For the record, I don't do that Twit thing, but I do FB. And I agree with much of what you are saying. However, I think what does drive a lot of it is the convenience of communicating with family and friends who are far away. As a member of a family in which we all are dispersed over many miles, I know how much it means to get quick updates to know that someone got home safely, or that a nephew took his first step. My family does this communication with a private blog, and not with social networks, but I can see the use of these networks when used with good privacy controls (which I'm hyper about on FB). How I wish these things had existed when I was living overseas and had to wait a week to even talk to my parents on the phone at the time agreed upon weeks before.

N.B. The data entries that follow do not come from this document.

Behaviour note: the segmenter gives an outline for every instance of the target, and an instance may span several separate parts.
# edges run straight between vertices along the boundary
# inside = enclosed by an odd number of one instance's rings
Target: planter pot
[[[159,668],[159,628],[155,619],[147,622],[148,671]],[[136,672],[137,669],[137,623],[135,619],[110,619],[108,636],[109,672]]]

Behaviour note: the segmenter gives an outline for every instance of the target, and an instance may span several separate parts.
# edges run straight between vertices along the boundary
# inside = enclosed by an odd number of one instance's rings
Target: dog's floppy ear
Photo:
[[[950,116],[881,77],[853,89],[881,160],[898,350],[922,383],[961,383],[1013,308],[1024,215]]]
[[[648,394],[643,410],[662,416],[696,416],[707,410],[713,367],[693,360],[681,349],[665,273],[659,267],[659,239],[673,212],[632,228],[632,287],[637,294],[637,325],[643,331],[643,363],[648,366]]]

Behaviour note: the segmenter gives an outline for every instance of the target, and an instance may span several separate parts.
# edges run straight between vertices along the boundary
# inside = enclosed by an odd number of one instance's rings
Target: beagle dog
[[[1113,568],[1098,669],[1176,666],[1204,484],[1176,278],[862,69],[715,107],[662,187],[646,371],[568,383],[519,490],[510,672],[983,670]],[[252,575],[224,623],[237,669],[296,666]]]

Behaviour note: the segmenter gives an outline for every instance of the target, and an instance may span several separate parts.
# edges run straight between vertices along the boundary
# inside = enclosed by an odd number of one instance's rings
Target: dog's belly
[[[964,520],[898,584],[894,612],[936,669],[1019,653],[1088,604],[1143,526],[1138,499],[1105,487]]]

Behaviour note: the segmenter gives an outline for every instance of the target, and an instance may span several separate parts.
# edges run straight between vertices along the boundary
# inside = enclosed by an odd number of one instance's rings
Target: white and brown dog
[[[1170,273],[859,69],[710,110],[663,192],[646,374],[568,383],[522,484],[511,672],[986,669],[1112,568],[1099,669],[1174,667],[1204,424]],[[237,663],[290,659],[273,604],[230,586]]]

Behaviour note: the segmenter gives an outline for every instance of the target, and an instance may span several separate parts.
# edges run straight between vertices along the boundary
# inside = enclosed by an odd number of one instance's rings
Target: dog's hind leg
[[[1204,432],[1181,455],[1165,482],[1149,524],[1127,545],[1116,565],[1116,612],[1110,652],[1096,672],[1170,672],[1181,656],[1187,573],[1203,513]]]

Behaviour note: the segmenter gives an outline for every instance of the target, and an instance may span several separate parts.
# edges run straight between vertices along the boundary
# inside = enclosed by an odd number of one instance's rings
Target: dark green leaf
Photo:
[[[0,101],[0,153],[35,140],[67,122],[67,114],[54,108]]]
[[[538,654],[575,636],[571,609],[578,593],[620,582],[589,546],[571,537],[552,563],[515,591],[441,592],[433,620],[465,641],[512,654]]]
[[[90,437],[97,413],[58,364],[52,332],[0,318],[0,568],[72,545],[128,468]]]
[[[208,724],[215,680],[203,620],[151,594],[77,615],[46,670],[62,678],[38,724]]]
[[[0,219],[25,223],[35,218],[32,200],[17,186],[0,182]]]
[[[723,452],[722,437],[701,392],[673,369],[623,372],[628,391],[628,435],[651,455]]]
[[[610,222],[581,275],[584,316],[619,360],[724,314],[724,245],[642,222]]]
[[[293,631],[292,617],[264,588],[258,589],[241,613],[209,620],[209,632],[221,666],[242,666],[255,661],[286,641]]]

So, while I think the internet can be completely out of control, I also wonder if your perspective will change if you ever have kids dispersed over many miles. (Now, that opens a whole other issue about our global culture, but that's a topic for a separate blog.)

Erin said...

Oh, also I do have to say, that as a parent I find the overly-public nature of today's culture to be very disturbing and I'm struggling with how to begin to address these issues about the internet with my kids.

elizabeth said...

much to think about.

Seraphima said...

I don't get twitter either. I don't get many of these newer social networking things, though. It's nice to know that I'm not alone in that!

Ashley said...

I don't get the twitter thing either. Maybe I just don't have anything exciting to "tweet" about! When it comes to texting and the like, I do worry about the future. It seems that no one wants to talk anymore! There is no conversing. I am even saddened about the lost art of letter-writing. Being the child of a teacher and a journalist/priest has probably made me a little snobbish when it comes to writing, but I feel like the expression in written communication is all but extinct.

Rachael said...

After a brief stint with another social networking site, I have withdrawn from all that in favor of blogging. Tweeting drives me nuts, and I must say that it is disturbing to me that so many people(someone I love quite dearly included) think the rest of the world is THAT interested in what they are doing. So, while I love email due to the convenience, I despise texting, tweeting, etc. because of the tendency to wander grammatically and like you said, the lack of self-censoring on the part of the general public. Ah, the cancer of our society is aptly named "narcissisism".